The need is to get A LOT of high-quality ETL code developed rapidly over the next few months. Validating code and ensuring data accuracy and correctness are key. Position will support and take direction from the Principal Data Engineer and the Solution Architect.
TECHNICAL SKILLS
Must Have
• Building and optimizing ETL pipelines using IBM DataStage, Snowflake, DBT, and MettleCI
• Experience with data pipeline testing (Unit testing for ETL/ELT components, Integration and regression testing, Data quality and validation frameworks, Automated testing within CI/CD workflows)
• Strong technical expertise to deliver efficient, accurate, and scalable data solutions that follow established governance and coding standards
This Data Engineer III contract role will support the Principal Data Engineer by developing, testing, and monitoring high‑quality ETL code for several time‑sensitive, enterprise‑level initiatives. The position requires strong technical expertise to deliver efficient, accurate, and scalable data solutions that follow established governance and coding standards. Core responsibilities include building and optimizing ETL pipelines using IBM DataStage, Snowflake, dbt, and MettleCI, with a focus on code quality, data accuracy, and operational reliability. The ideal candidate will be able to rapidly contribute to critical project milestones while maintaining strict adherence to best practices and governance processes.
Qualifications:
• Design, build, test, and maintain scalable data management systems and pipelines.
• Develop high performance algorithms, predictive models, prototypes, and custom software components to support analytics and data processing needs.
• Ensure all data systems adhere to business requirements, governance standards, and industry best practices.

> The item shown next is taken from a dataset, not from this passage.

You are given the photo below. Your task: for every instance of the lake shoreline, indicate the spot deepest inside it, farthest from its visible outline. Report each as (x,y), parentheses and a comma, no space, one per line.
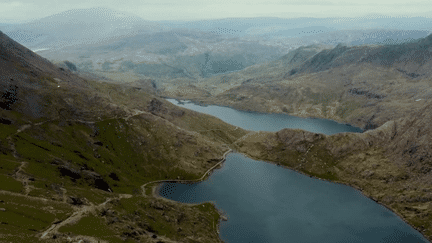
(182,102)
(341,183)
(158,184)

• Demonstrated experience with data pipeline testing, including: Unit testing for ETL/ELT components, Integration and regression testing, Data quality and validation frameworks, Automated testing within CI/CD workflows
• Integrate new data management tools, engineering technologies, and automation capabilities into existing architectures.
• Establish and optimize processes for data modeling, data mining, and data production workflows.
• Research and identify new opportunities for leveraging existing data assets.
• Utilize a variety of programming languages, integration tools, and platforms to connect systems and enable seamless data flow.
• Collaborate closely with cross functional partners, including solution architects, IT teams, and data scientists, to achieve project objectives.
• Recommend and implement improvements to enhance data quality, reliability, and performance.
• Maintain and update disaster recovery procedures to ensure system resilience.